So much to do…
Posted on October 8th, 2008 @ 11:15 am

I’m running around lately like a headless chicken. Not an attractive sight - especially at the end of the day when I’m exhausted and forget everything I did in a day. Plus, the things that I -want- to do at home are things that I don’t get around to, and that’s never good. But it works out in the end.

Today’s tasks are:

  • Work on one of my Christmas scarves. I have about 7 more to go so the quicker I finish them, the better.
  • At least one load of laundry when Matt gets home. I need to wash his work pants, or else I’d just do it now.
  • Upload photos of the new car, so that I can show it off!
  • Finish up a post I’ve been working on that’s been sitting in drafts for about two months now. I seriously forgot it was there, how bad is that?
  • Clean up the floor behind my desk and my desk itself. What a disaster this room is now that I’m not home all the time.

Doesn’t seem like a big list, I’m sure, but to me it’s pretty daunting. I hate doing laundry these days because it’s so far down, and cleaning the room is exhausting, and uploading photos means I have to sit here and CONCENTRATE and really, how can I do that these days?
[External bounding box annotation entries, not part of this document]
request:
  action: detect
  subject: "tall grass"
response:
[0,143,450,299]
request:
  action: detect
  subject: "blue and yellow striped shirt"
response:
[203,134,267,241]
As for why I’ve been a poor headless chicken the past few weeks? Here’s exactly what my day was yesterday:

  • 8:30 - Showered, got dressed, and packed up my supplies for…
  • 10:15 - Coordinator picked me for a volunteer fair at MSVU. This event wasn’t too bad - lots of talking (recruiting) and a slice of pizza, and oh yeah - translating a brochure from Spanish to English for a woman that was trying to help her son get ready for his First Communion. Random? Of course.
  • 2:00 - Headed to the office at Dalhousie. Made a few phone calls to get ready for today’s learner heading downtown. Filed some paperwork.
  • 3:45 - Headed to one of the sites for the reading clubs to drop off some books and information.
  • 4:30 - First homework club. My learner didn’t get there until 6:30 but I got there early to help out a bit with organization.
  • 8:00 - Got home. Done tutoring for the day. Grabbed a quick plate of supper and ate it as fast as I could.
  • 8:30 - Logged into WoW to raid. Raided until 12:45 or something (might not have been that late, not sure) and then went to bed.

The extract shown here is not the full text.